En ce qui concerne la requête n° 149367 :

Considérant qu'il y a lieu de faire application desdites dispositions et de condamner l'établissement à verser à Mme X. la somme de 8 000 F au titre des frais exposés par elle et non compris dans les dépens ;

DECIDE :
Article 1er : Le jugement n° 920688 en date du 29 avril 1993 du tribunal administratif de Besançon est annulé.

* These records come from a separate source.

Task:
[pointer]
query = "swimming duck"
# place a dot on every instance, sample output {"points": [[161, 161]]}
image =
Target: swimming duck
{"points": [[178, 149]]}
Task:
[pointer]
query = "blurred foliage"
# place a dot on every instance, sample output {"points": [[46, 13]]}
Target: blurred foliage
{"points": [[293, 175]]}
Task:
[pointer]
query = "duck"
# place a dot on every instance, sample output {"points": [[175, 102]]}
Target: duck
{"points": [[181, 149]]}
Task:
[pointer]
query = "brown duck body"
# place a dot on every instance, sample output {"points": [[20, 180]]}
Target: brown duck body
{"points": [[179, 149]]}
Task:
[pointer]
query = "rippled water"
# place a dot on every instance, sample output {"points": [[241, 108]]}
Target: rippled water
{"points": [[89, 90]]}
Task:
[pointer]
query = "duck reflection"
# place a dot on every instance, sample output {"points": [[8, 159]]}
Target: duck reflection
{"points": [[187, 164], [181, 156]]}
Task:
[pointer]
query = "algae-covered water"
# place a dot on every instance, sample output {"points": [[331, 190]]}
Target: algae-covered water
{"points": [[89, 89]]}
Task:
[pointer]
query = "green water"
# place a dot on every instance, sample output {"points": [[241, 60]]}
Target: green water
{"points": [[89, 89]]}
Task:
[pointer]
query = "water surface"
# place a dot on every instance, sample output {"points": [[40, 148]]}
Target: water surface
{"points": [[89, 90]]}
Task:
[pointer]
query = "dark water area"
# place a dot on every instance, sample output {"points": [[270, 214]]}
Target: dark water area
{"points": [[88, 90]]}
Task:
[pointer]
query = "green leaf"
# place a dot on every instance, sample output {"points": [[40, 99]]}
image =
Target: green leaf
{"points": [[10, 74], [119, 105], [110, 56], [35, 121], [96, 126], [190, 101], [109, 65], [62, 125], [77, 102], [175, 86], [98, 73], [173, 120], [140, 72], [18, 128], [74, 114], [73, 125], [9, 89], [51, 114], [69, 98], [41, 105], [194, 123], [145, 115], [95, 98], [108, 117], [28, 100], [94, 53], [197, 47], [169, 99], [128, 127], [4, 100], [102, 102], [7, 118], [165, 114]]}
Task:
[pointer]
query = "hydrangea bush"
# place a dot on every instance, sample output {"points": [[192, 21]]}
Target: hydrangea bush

Article 2 : La décision du directeur de la Maison de retraite médicale spécialisée du Chenois en date du 2 mars 1992 prononçant à l'encontre de Mme X. une mesure d'exclusion de ses fonctions avec suspension du traitement pour une durée de 18 mois est annulée.
Article 3 : La maison de retraite médicale spécialisée du Chénois versera à Mme X. la somme de 8 000 F au titre de l'article 75-I de la loi du 10 juillet 1959.
Article 4 : Le surplus des conclusions de la requête de Mme X. est rejeté.
Article 5 : La présente décision sera notifiée à Mme X., au directeur de la Maison de retraite médicale spécialisée du Chenois et au ministre du travail et des affaires sociales.